In the heart of Saudi Arabia, researchers are tackling a pressing environmental challenge: the safe reuse of treated wastewater (TWW) for irrigation. Led by Syed Muzzamil Hussain Shah from the Interdisciplinary Research Centre for Membranes and Water Security at King Fahd University of Petroleum and Minerals, a recent study published in the *Water-Energy Nexus* (translated to English as *Water-Energy Connection*) is making waves in the agritech and energy sectors. The research focuses on reducing organic pollutants in TWW using ozone treatment and leveraging artificial intelligence (AI) to optimize the process.
Organic pollutants in TWW, particularly those measured by Biochemical Oxygen Demand (BOD), pose significant risks to both environmental and agricultural health. Shah and his team collected TWW samples from irrigation zones and subjected them to ozone treatment at a concentration of 0.83 mg/L for varying durations—0, 15, and 25 minutes. The results were promising. “We observed a significant increase in oxidation-reduction potential (ORP) levels post-ozonation, which is a strong indicator of the treatment’s efficacy in reducing organic pollutants,” Shah explained. ORP levels, initially ranging from 155 to 165 mV in untreated samples, rose to 208 mV and 218.30 mV after 15 and 25 minutes of ozone treatment, respectively. This increase correlated with a reduction in BOD levels, suggesting that ozone treatment could be a viable solution for improving water quality for agricultural use.
But the innovation doesn’t stop at ozone treatment. The study also integrated AI-assisted machine learning (ML) to predict ORP levels accurately. Several models, including ANFIS-M1, SVR-M1, and RLR-M1, were developed and evaluated. ANFIS-M1 emerged as the top performer, while SVR-M2 and RLR-M2 showed greater variability and lower accuracy. “The integration of AI allows us to optimize the ozone treatment process, making it more efficient and cost-effective,” Shah noted. This could have significant implications for the energy sector, where water management is a critical component of sustainable operations.
The commercial impact of this research is substantial. As water scarcity becomes an increasingly pressing issue, the ability to safely reuse TWW for irrigation could revolutionize agricultural practices. For the energy sector, this means more sustainable water management, reduced environmental impact, and potentially lower operational costs. “This research provides a roadmap for managing TWW in a way that benefits both agriculture and the environment,” Shah said. “It’s a step toward a more sustainable future.”

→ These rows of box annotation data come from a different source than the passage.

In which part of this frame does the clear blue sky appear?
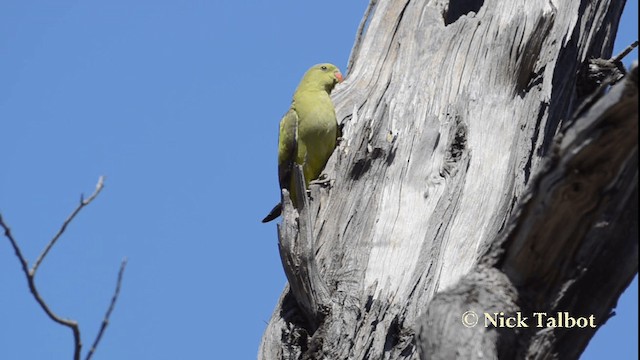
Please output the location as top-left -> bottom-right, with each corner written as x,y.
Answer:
0,0 -> 638,360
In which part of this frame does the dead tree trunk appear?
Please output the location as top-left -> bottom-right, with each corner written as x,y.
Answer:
259,0 -> 638,360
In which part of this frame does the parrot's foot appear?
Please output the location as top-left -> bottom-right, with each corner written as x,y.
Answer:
309,174 -> 333,187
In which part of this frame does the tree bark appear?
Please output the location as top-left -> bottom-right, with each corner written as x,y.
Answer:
258,0 -> 638,359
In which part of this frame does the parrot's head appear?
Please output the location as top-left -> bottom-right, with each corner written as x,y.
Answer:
300,63 -> 342,94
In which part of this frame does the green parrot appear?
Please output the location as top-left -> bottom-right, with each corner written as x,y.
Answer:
262,64 -> 342,223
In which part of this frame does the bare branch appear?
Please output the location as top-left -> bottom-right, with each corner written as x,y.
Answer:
0,176 -> 126,360
85,258 -> 127,360
0,207 -> 82,360
611,40 -> 638,62
31,176 -> 104,275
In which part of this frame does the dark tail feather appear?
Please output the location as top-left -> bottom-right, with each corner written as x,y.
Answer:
262,203 -> 282,223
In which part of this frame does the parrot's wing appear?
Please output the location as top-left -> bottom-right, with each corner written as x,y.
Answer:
278,108 -> 298,191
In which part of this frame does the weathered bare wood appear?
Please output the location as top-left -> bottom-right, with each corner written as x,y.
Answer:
259,0 -> 637,359
418,67 -> 638,359
278,165 -> 330,331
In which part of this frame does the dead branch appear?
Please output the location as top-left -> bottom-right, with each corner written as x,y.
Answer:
0,176 -> 127,360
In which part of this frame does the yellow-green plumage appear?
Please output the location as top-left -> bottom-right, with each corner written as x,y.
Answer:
262,64 -> 342,222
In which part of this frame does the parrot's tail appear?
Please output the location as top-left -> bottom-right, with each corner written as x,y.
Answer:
262,203 -> 282,223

The study, published in the *Water-Energy Nexus*, highlights the potential of AI and ozone treatment to advance sustainable water management practices. As the world grapples with water scarcity and environmental challenges, innovations like these offer hope for a more sustainable future. The research not only addresses immediate environmental concerns but also paves the way for future developments in water treatment and reuse technologies. With further refinement, these methods could become standard practice in agricultural and industrial settings, shaping the future of water management.